Le fait de pouvoir apparaître soi-même sur les réseaux avive l'obsession de son propre look, créant une société de narcissiques et d'illustres reconnus. Il en résulte le privilège de certaines qualités. On ne sera pas très surpris d'apprendre qu'il vaut mieux être jeune, mince, séduisant et, pour les femmes, blondes – le stéréotype de la blonde superficielle et bêtasse n'arrive pas à contrebalancer la séduction glamoureuse des blondes. Tout ceci est détaillé de façon extrêmement savoureuse et illustré par de nombreux tableaux et graphiques empruntés, ce n'est pas non plus une surprise, à des recherches made in USA.

Il vaut aussi mieux parfois être blanc que café au lait ou noir. Il est également déconseillé d'avoir un look pataud ou de se mouvoir sans grâce, et bien sûr d'être d'une façon ou d'une autre handicapé.

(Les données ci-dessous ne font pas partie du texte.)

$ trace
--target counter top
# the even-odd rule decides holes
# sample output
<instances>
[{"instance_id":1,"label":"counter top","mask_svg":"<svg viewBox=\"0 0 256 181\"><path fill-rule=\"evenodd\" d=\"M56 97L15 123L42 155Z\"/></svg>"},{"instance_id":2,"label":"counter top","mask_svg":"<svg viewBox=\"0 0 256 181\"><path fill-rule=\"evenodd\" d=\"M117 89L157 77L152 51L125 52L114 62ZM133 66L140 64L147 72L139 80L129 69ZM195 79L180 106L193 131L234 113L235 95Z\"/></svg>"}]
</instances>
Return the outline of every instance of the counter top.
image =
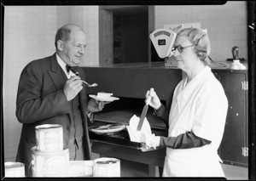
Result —
<instances>
[{"instance_id":1,"label":"counter top","mask_svg":"<svg viewBox=\"0 0 256 181\"><path fill-rule=\"evenodd\" d=\"M241 63L247 67L247 62L241 61ZM232 64L232 61L214 61L214 65L212 65L210 67L212 69L220 69L220 70L231 70L227 68L229 65ZM100 67L100 68L134 68L134 69L177 69L176 65L166 66L165 62L137 62L137 63L122 63L122 64L111 64L111 65L86 65L85 67ZM236 70L235 70L236 71ZM238 70L241 71L241 70ZM242 70L244 71L244 70Z\"/></svg>"}]
</instances>

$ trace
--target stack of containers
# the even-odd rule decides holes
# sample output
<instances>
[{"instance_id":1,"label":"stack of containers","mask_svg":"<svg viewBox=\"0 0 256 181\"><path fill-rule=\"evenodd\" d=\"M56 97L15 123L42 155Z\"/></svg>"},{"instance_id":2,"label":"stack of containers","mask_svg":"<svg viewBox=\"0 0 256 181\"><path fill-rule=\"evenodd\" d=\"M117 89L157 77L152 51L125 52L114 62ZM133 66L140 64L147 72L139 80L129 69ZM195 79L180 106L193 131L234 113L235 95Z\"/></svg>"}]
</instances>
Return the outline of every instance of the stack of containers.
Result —
<instances>
[{"instance_id":1,"label":"stack of containers","mask_svg":"<svg viewBox=\"0 0 256 181\"><path fill-rule=\"evenodd\" d=\"M63 149L63 127L44 124L36 127L36 146L32 150L33 177L68 177L69 151Z\"/></svg>"}]
</instances>

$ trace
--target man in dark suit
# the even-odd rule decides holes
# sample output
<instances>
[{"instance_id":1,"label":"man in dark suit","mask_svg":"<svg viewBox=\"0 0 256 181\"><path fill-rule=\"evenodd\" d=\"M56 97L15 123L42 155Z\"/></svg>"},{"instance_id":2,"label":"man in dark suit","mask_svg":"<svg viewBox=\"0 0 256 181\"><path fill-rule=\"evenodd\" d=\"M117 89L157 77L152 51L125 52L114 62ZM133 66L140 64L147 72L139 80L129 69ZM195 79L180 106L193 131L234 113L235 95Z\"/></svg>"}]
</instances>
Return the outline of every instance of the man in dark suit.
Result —
<instances>
[{"instance_id":1,"label":"man in dark suit","mask_svg":"<svg viewBox=\"0 0 256 181\"><path fill-rule=\"evenodd\" d=\"M86 96L83 70L79 65L87 45L84 31L73 24L61 27L55 36L56 53L33 60L22 71L16 101L16 116L23 123L16 161L25 164L26 176L32 176L32 148L36 145L35 127L60 124L64 149L70 160L90 160L88 124L90 116L103 109L106 102Z\"/></svg>"}]
</instances>

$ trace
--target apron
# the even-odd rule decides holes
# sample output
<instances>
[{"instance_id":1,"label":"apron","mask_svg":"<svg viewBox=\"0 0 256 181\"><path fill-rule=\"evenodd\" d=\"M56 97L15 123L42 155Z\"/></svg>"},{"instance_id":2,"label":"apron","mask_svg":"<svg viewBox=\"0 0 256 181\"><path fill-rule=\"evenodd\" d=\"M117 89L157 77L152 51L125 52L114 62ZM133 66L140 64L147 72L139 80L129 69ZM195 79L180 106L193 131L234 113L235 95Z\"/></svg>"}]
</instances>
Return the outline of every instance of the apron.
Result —
<instances>
[{"instance_id":1,"label":"apron","mask_svg":"<svg viewBox=\"0 0 256 181\"><path fill-rule=\"evenodd\" d=\"M228 109L224 89L208 66L187 81L185 77L175 88L168 136L192 131L212 143L191 149L166 148L163 177L224 177L217 153Z\"/></svg>"}]
</instances>

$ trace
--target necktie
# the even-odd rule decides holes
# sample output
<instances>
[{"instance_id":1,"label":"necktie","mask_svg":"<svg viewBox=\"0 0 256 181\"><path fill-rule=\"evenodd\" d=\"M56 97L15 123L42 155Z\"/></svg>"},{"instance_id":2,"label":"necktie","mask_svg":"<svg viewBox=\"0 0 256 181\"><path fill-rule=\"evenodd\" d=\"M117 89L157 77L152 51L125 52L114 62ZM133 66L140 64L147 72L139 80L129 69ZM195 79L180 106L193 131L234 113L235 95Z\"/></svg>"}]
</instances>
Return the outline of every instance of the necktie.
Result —
<instances>
[{"instance_id":1,"label":"necktie","mask_svg":"<svg viewBox=\"0 0 256 181\"><path fill-rule=\"evenodd\" d=\"M70 66L70 65L67 65L66 69L67 69L67 73L69 73L69 71L72 71L73 73L79 74L78 66Z\"/></svg>"}]
</instances>

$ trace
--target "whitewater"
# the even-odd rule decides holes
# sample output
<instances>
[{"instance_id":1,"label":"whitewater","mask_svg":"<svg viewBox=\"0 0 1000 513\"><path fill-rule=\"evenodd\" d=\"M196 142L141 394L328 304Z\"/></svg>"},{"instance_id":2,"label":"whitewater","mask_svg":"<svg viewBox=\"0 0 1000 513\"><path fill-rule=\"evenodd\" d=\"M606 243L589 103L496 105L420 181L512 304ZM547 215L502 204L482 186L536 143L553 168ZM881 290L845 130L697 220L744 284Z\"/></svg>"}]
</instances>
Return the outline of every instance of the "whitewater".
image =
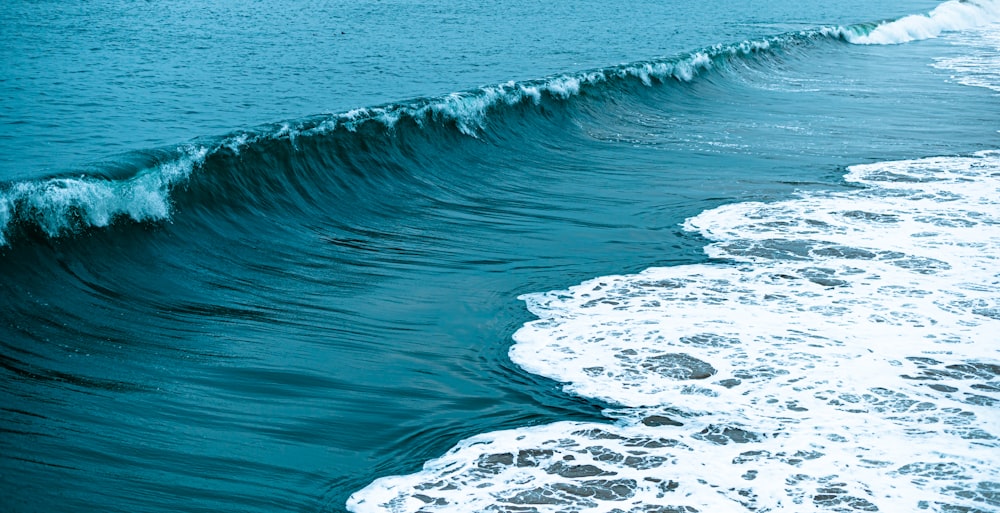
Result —
<instances>
[{"instance_id":1,"label":"whitewater","mask_svg":"<svg viewBox=\"0 0 1000 513\"><path fill-rule=\"evenodd\" d=\"M1000 4L0 7L0 510L1000 511Z\"/></svg>"},{"instance_id":2,"label":"whitewater","mask_svg":"<svg viewBox=\"0 0 1000 513\"><path fill-rule=\"evenodd\" d=\"M958 40L974 46L998 19L947 2L816 34L886 45L987 26ZM995 89L988 59L936 66ZM1000 510L998 177L992 151L856 165L847 192L687 219L711 263L521 296L539 320L511 360L616 421L475 436L348 509Z\"/></svg>"}]
</instances>

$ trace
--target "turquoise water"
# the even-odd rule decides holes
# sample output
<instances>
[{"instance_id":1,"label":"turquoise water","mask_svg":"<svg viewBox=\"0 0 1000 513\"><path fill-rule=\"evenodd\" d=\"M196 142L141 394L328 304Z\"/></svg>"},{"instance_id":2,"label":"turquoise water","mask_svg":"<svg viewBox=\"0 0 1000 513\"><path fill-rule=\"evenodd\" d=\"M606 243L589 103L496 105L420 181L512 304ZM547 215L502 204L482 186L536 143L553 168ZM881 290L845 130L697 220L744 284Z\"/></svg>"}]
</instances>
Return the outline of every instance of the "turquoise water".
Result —
<instances>
[{"instance_id":1,"label":"turquoise water","mask_svg":"<svg viewBox=\"0 0 1000 513\"><path fill-rule=\"evenodd\" d=\"M4 509L1000 509L936 6L3 7Z\"/></svg>"}]
</instances>

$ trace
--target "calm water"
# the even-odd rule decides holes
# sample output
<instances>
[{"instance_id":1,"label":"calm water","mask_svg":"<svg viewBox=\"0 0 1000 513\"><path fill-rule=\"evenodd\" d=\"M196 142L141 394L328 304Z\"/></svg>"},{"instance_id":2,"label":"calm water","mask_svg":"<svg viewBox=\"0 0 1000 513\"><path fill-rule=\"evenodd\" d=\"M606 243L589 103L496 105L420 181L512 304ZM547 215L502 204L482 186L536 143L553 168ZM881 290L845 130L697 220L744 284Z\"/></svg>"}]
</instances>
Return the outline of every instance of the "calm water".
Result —
<instances>
[{"instance_id":1,"label":"calm water","mask_svg":"<svg viewBox=\"0 0 1000 513\"><path fill-rule=\"evenodd\" d=\"M1000 5L828 4L4 4L0 509L1000 511Z\"/></svg>"}]
</instances>

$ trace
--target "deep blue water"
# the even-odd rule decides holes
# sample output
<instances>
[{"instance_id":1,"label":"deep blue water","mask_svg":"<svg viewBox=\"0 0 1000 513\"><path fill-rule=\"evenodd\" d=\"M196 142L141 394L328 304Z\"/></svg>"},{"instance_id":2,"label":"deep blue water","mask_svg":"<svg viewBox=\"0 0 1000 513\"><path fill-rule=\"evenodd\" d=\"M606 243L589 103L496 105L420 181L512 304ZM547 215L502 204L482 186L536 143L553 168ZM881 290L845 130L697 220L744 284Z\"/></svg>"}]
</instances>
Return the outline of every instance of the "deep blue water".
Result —
<instances>
[{"instance_id":1,"label":"deep blue water","mask_svg":"<svg viewBox=\"0 0 1000 513\"><path fill-rule=\"evenodd\" d=\"M702 4L4 4L0 509L1000 511L1000 6Z\"/></svg>"}]
</instances>

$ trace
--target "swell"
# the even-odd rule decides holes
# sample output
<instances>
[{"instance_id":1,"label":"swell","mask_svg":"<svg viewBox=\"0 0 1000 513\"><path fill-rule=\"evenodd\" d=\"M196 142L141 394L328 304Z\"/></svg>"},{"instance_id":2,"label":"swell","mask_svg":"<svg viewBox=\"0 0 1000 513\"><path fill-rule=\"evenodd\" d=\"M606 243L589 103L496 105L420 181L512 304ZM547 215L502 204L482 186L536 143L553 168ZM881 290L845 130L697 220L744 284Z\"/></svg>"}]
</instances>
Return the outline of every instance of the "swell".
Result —
<instances>
[{"instance_id":1,"label":"swell","mask_svg":"<svg viewBox=\"0 0 1000 513\"><path fill-rule=\"evenodd\" d=\"M417 98L258 127L173 149L125 155L82 174L0 184L0 247L81 234L116 224L172 221L185 208L233 210L266 204L328 205L345 192L393 180L415 182L414 164L456 140L489 143L508 120L530 121L567 104L642 95L706 77L739 73L809 46L894 44L1000 19L998 2L951 0L928 15L824 27L666 59L507 82L437 98ZM521 126L521 125L519 125ZM374 174L373 174L374 173ZM382 174L379 174L382 173ZM391 176L390 176L391 175Z\"/></svg>"}]
</instances>

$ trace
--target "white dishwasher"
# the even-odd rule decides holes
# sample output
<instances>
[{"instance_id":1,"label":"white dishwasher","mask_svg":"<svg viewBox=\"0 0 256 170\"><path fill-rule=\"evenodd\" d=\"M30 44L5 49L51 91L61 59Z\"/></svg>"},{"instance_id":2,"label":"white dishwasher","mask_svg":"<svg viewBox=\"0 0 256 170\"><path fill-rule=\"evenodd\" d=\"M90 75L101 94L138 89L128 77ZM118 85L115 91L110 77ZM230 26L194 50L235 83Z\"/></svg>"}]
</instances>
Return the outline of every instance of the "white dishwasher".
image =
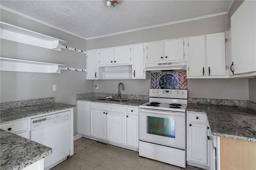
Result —
<instances>
[{"instance_id":1,"label":"white dishwasher","mask_svg":"<svg viewBox=\"0 0 256 170\"><path fill-rule=\"evenodd\" d=\"M70 111L30 119L32 140L52 149L44 158L44 170L49 170L70 155L71 113Z\"/></svg>"}]
</instances>

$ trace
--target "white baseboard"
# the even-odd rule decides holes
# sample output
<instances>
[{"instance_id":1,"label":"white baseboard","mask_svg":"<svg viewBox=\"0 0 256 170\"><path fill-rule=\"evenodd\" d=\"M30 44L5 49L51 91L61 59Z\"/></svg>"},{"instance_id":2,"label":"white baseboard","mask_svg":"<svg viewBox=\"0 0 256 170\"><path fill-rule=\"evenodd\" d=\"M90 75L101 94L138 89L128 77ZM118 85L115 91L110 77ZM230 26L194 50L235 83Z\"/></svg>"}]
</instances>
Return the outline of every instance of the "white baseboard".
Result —
<instances>
[{"instance_id":1,"label":"white baseboard","mask_svg":"<svg viewBox=\"0 0 256 170\"><path fill-rule=\"evenodd\" d=\"M74 141L76 140L83 137L83 135L80 133L76 133L74 135Z\"/></svg>"}]
</instances>

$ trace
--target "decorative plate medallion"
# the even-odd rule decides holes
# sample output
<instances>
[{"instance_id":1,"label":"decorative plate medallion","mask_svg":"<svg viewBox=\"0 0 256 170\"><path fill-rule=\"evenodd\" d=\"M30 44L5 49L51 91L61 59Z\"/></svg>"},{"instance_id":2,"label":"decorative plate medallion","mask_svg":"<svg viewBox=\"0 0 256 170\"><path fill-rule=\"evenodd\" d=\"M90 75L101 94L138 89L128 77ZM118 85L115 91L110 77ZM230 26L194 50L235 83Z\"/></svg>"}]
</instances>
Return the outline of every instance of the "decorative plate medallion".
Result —
<instances>
[{"instance_id":1,"label":"decorative plate medallion","mask_svg":"<svg viewBox=\"0 0 256 170\"><path fill-rule=\"evenodd\" d=\"M159 79L159 83L161 89L176 89L178 87L177 79L170 74L163 75Z\"/></svg>"}]
</instances>

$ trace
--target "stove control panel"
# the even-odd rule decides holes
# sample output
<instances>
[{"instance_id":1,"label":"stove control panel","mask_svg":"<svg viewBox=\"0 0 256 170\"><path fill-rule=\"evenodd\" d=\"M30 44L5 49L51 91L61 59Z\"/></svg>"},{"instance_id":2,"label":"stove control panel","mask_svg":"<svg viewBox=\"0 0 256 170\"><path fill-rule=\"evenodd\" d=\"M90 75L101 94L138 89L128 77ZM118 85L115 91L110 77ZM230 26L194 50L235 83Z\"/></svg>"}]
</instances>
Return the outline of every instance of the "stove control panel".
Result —
<instances>
[{"instance_id":1,"label":"stove control panel","mask_svg":"<svg viewBox=\"0 0 256 170\"><path fill-rule=\"evenodd\" d=\"M154 89L149 90L149 97L187 99L187 90L173 89Z\"/></svg>"}]
</instances>

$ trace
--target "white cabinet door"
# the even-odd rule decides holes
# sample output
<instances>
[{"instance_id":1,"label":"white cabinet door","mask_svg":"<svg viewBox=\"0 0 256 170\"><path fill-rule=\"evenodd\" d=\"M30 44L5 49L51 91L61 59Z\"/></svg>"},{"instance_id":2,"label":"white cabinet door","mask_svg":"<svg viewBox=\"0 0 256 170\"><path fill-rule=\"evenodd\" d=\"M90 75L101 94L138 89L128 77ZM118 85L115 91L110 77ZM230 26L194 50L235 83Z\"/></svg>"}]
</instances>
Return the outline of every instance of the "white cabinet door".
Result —
<instances>
[{"instance_id":1,"label":"white cabinet door","mask_svg":"<svg viewBox=\"0 0 256 170\"><path fill-rule=\"evenodd\" d=\"M143 43L133 45L132 78L146 79L144 64L144 45Z\"/></svg>"},{"instance_id":2,"label":"white cabinet door","mask_svg":"<svg viewBox=\"0 0 256 170\"><path fill-rule=\"evenodd\" d=\"M207 76L226 75L224 32L206 35L206 54Z\"/></svg>"},{"instance_id":3,"label":"white cabinet door","mask_svg":"<svg viewBox=\"0 0 256 170\"><path fill-rule=\"evenodd\" d=\"M164 42L165 61L184 59L184 40L171 40Z\"/></svg>"},{"instance_id":4,"label":"white cabinet door","mask_svg":"<svg viewBox=\"0 0 256 170\"><path fill-rule=\"evenodd\" d=\"M91 136L106 139L106 114L102 111L91 110Z\"/></svg>"},{"instance_id":5,"label":"white cabinet door","mask_svg":"<svg viewBox=\"0 0 256 170\"><path fill-rule=\"evenodd\" d=\"M190 76L205 76L205 36L188 38Z\"/></svg>"},{"instance_id":6,"label":"white cabinet door","mask_svg":"<svg viewBox=\"0 0 256 170\"><path fill-rule=\"evenodd\" d=\"M128 64L131 63L130 47L130 45L115 47L114 64Z\"/></svg>"},{"instance_id":7,"label":"white cabinet door","mask_svg":"<svg viewBox=\"0 0 256 170\"><path fill-rule=\"evenodd\" d=\"M88 136L90 135L90 103L77 101L77 132Z\"/></svg>"},{"instance_id":8,"label":"white cabinet door","mask_svg":"<svg viewBox=\"0 0 256 170\"><path fill-rule=\"evenodd\" d=\"M116 143L124 144L124 115L107 112L106 113L106 139Z\"/></svg>"},{"instance_id":9,"label":"white cabinet door","mask_svg":"<svg viewBox=\"0 0 256 170\"><path fill-rule=\"evenodd\" d=\"M113 48L99 50L99 65L114 65L114 50Z\"/></svg>"},{"instance_id":10,"label":"white cabinet door","mask_svg":"<svg viewBox=\"0 0 256 170\"><path fill-rule=\"evenodd\" d=\"M164 41L152 42L147 44L147 62L164 61Z\"/></svg>"},{"instance_id":11,"label":"white cabinet door","mask_svg":"<svg viewBox=\"0 0 256 170\"><path fill-rule=\"evenodd\" d=\"M131 146L139 147L139 117L126 116L126 144Z\"/></svg>"},{"instance_id":12,"label":"white cabinet door","mask_svg":"<svg viewBox=\"0 0 256 170\"><path fill-rule=\"evenodd\" d=\"M256 1L244 1L231 20L234 73L256 71Z\"/></svg>"},{"instance_id":13,"label":"white cabinet door","mask_svg":"<svg viewBox=\"0 0 256 170\"><path fill-rule=\"evenodd\" d=\"M87 51L87 79L98 79L98 51Z\"/></svg>"},{"instance_id":14,"label":"white cabinet door","mask_svg":"<svg viewBox=\"0 0 256 170\"><path fill-rule=\"evenodd\" d=\"M207 125L188 122L187 160L207 164Z\"/></svg>"}]
</instances>

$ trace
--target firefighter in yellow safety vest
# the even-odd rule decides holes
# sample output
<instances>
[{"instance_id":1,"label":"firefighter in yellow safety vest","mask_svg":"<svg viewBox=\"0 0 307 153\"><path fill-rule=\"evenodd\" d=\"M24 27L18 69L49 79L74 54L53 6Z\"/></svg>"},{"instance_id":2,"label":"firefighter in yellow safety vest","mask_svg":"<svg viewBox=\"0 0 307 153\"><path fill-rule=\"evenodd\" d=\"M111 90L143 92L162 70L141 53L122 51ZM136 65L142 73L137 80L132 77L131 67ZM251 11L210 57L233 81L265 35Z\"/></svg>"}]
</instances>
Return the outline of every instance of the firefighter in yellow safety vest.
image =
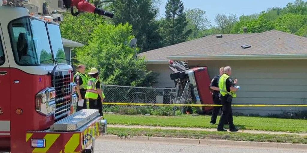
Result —
<instances>
[{"instance_id":1,"label":"firefighter in yellow safety vest","mask_svg":"<svg viewBox=\"0 0 307 153\"><path fill-rule=\"evenodd\" d=\"M82 109L86 109L86 99L85 98L89 77L86 74L85 66L84 65L79 65L78 66L78 72L74 76L73 81L77 84L77 93L79 101L77 105L76 111L77 112ZM83 104L81 103L82 99L84 99ZM81 105L79 106L79 105Z\"/></svg>"},{"instance_id":2,"label":"firefighter in yellow safety vest","mask_svg":"<svg viewBox=\"0 0 307 153\"><path fill-rule=\"evenodd\" d=\"M101 88L99 80L99 72L95 68L92 68L88 74L92 76L87 83L85 98L88 99L90 109L98 110L99 114L103 116L102 112L102 102L105 98Z\"/></svg>"},{"instance_id":3,"label":"firefighter in yellow safety vest","mask_svg":"<svg viewBox=\"0 0 307 153\"><path fill-rule=\"evenodd\" d=\"M232 81L230 75L231 75L231 68L230 66L224 68L224 74L221 76L219 80L219 88L220 88L220 98L223 107L223 110L217 126L217 131L226 131L224 129L224 123L228 121L229 131L236 132L238 129L235 126L232 117L231 110L231 102L233 98L237 97L235 92L240 89L240 87L234 86L237 84L238 80Z\"/></svg>"}]
</instances>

Les exemples abondent dans la vie quotidienne de rejet ou de mise à l'écart : il y a ceux qui n'ont pas le faciès souhaité pour entrer dans la boîte de nuit, ceux qui doivent payer une place supplémentaire dans l'avion (là encore exemple américain) ou encore ceux qui ne sont plus assurés en raison de leur âge. Accordons le pompon d'honneur à ce cas révélé naguère dans « le Canard enchaîné », d'un restaurant reléguant au fond de la salle les clients au physique disgracieux.

Que faire contre une société qui privilégie le superficiel ? Rien d'autre que légiférer, dit l'auteur. Peu de Français le savent, en 2005, la Haute Autorité de lutte contre les discriminations a inscrit l'apparence physique comme motif à poursuites.